They trained it on two new data sets; one containing audio recordings of the New Testament Bible and its corresponding text taken from the Internet in 1,107 languages, and another containing untagged audio recordings of the New Testament in 3,809 languages. The team processed the audio and text data of the speech to improve its quality before running an algorithm designed to match the audio recordings to the accompanying text. They then repeated this process with a second algorithm trained on the newly aligned data. With this method, the researchers were able to teach the algorithm to learn a new language more easily, even without accompanying text.
“We can use what that model has learned and then quickly build speech systems with very, very little data,” said Michael Auli, a research scientist at Meta who worked on the project.
“We have very, very good data sets for English, and we have it for several other languages, but we just don’t have it for languages spoken by, say, 1,000 people.”
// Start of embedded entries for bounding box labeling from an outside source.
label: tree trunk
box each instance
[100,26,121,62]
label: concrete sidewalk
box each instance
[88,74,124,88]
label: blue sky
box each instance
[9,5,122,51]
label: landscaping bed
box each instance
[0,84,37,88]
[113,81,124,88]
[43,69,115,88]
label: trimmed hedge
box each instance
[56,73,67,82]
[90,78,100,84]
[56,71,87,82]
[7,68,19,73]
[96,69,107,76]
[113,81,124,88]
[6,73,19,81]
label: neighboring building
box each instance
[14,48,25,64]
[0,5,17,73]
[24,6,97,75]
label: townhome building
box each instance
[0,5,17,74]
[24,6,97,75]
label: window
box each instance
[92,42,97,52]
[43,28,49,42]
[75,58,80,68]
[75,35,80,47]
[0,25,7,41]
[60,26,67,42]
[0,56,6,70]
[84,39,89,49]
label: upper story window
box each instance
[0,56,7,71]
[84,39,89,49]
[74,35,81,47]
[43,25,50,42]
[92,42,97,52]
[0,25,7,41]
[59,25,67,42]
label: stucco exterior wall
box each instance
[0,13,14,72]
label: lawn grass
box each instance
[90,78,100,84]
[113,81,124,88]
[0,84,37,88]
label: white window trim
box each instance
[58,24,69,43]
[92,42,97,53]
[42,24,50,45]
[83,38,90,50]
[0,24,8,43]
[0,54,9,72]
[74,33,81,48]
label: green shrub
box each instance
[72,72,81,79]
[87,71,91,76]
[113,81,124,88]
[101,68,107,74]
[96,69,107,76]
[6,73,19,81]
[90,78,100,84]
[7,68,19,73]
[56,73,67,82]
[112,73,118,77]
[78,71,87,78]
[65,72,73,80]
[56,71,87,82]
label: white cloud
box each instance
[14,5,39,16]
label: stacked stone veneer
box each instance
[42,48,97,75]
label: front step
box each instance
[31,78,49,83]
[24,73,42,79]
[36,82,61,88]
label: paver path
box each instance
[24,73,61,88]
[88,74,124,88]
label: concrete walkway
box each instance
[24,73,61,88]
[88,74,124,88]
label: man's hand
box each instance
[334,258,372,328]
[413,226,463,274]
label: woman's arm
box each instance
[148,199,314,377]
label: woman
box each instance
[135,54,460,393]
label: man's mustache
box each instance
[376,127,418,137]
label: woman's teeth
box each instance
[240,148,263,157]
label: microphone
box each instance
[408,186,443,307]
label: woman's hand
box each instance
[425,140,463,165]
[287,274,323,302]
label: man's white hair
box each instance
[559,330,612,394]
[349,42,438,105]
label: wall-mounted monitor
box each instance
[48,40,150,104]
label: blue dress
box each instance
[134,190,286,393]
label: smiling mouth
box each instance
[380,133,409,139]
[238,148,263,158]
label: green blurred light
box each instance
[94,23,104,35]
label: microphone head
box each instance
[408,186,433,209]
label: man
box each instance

The researchers say their models can speak more than 1,000 languages, but recognize more than 4,000 languages.
They compared the models with models from rival companies, including OpenAI Whisper, and claimed theirs had half the error, despite 11 times as many languages.
However, the team cautions that the model is still at risk of incorrectly decoding certain words or phrases, which could lead to inaccurate or potentially offensive labels. They also admit that their speech recognition models produced more biased words than the other models, although only by 0.7% more.
While the scope of the research is impressive, using religious texts to train AI models can be controversial, said Chris Emezue, a researcher at Masakhane, an African language natural language development organization, who was not involved in the project. .
“The Bible has many biases and distortions,” he says.